15, September 2016
US Democratic presidential candidate Hillary Clinton has returned to the campaign trail as polls show she is locked in a tight contest against Republican rival Donald Trump. Clinton took the stage in Greensboro, North Carolina, on Thursday, four days after she almost fainted during a ceremony marking the 15th anniversary of the 9/11 terrorist attacks in New York. Clinton described her being off of the campaign fray as a moment that reminded her why she’s running for the White House.
“I certainly feel lucky — when I am under the weather, I can afford to take a few days off. Millions of Americans can’t. They either go to work sick or they lose a paycheck,” she said. Clinton said her break from the campaign trail helped her to ponder and “reconnect with what this whole campaign is about.” “I have met so many people living on a razor’s edge, one illness away from losing their job, one paycheck away from losing their job,” she said. “That goes against everything we stand for as Americans, because some things should not come down to luck.”

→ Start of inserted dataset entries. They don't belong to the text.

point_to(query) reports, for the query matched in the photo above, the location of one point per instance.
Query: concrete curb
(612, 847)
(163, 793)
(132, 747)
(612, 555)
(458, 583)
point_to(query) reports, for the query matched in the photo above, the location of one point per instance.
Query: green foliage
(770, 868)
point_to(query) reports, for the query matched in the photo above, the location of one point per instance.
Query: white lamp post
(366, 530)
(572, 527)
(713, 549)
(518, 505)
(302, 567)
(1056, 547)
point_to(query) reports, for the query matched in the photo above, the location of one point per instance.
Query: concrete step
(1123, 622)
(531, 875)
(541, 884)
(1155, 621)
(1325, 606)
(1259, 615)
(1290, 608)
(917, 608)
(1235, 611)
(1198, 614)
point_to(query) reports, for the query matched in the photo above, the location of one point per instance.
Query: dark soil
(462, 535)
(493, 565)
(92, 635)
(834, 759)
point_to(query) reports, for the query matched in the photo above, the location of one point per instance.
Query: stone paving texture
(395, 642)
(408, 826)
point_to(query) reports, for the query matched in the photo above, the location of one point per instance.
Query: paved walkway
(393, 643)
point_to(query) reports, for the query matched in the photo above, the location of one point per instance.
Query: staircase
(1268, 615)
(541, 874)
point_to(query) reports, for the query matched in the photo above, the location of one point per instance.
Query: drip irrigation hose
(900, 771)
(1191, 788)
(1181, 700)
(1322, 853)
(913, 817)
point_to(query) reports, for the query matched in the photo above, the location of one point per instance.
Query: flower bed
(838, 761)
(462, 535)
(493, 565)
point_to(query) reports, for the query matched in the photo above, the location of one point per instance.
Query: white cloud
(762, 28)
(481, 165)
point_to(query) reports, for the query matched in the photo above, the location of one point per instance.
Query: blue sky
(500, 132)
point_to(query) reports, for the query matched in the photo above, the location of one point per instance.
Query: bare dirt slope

The 68-year-old former First Lady was forced to abruptly leave a 9/11 memorial in New York on Sunday due to a medical episode, stirring speculations about her well-being. The candidate’s physician, Dr. Lisa Bardack, released a statement via the campaign and said she had pneumonia.
On Thursday, she acknowledged to the Greensboro, North Carolina, crowd that she was forced to stay at home following her pneumonia diagnosis. “As you may know, I recently had a cough that turned out to be pneumonia. I tried to power through it but even I had to admit that maybe a few days of rest would do me good,” she said.
Meanwhile, according to a new poll, Trump and Clinton are tied among likely voters in a four-way race for the White House. The CBS News/New York Times poll, released on Thursday, shows both Trump and Clinton have support of 42 percent. Libertarian presidential nominee Gary Johnson has 8 percent and Green Party candidate Jill Stein has 4 percent.
Among registered voters in that scenario, Clinton has a 2 points lead over Trump, 41 to 39 percent, with Johnson earning 22 percent and Stein only 5 percent. In a two-way race, Clinton also leads Trump among likely voters by 2 points, 46 to 44 percent. She has a 5-point lead over Trump among registered voters, 46 to 41 percent. The poll was conducted from September 9 to 13 among a national sample of 1,433 registered voters. The margin of error is 3 percentage points.
Recent polls have shown that the race between Clinton and Trump is tightening at both the state and national levels before the November election. Clinton’s growing unpopularity follows renewed focus on her use of a private email server while she served as secretary of state, as well as alleged conflicts of interest over her connections to the Clinton Foundation fundraising. She is also facing criticism over the delayed release of her pneumonia diagnosis.